According to the U.S. Bureau of Labor Statistics’ 10-year economic outlook, computer software engineers who work in the application professions sector are expected to be the fourth fastest-growing occupation between 2006 and 2016, increasing by 44.6 percent.
Yet making sure that software is built in a secure way has typically been a secondary concern within the field.
“Software developers have never considered security as really part of their domain. But this is changing,” John Pescatore, a Gartner analyst, told eWEEK.
But this stands to change. According to Gartner research, 75 percent of attacks are now targeting applications. Furthermore, as more Web sites develop Web 2.0 technologies and consumers continue to demand mash-up services, developers who know how to incorporate security into the initial creation of applications are expected to carve out an important niche for themselves.
“The job is at the intersection of security and software development. In the last couple years these security issues have risen to the forefront of a concern about doing business online,” Mike Weider director of security products at Rational, a division of IBM.
IBM is just one of the companies that view these software security developers as an important specialty that will make a big impact in making the software consumers and businesses use every day more secure.
“Organizations have to wake up to software security and when they look at how they’re going to address it, the real problem is often a lack of skill within their development groups. They’re looking to hire resources who can educate the rest of the organization while creating and designing security programs,” said Weider.
Where software developers are going to learn more about building secure applications is still unclear. Currently, most software developers aren’t picking up this information at the university level.
“It’s clear that there is a huge problem with software security and the reason is that application developers have traditionally not been trained in security. If you look at most computer science programs today, you don’t see a lot a lot of emphasis on security training,” said Weider.

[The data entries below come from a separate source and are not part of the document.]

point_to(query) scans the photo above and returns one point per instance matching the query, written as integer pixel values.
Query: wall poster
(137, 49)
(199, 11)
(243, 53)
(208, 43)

While universities increasingly have a security curriculum, they don’t have elements of this included in software engineering.
“You’re not learning good security practices and coding at the same time, and that’s definitely something we need to see changed,” said Pescatore.
Businesses are increasingly requiring everyone in software development to undertake security training, with companies such as Cigital and Security Innovation coming in to retrain software developers on how people attack software and how to avoid some common pitfalls.
Once a software developer has this information under the belt, however, they become much more appealing hires. While most companies don’t have a position titled Secure Software Developer, banks and financial services companies appear to be the earliest adopters of this role, followed by contract arrangements.
“One place where there is strong employment in this skill is in consulting firms, who are hiring developers and engineers to help them fix their security problems,” said Weider.
The companies that are hiring for this position are willing to pay a premium for these developers.
“Those who have this kind of skill can now easily command a higher salary,” said Weider.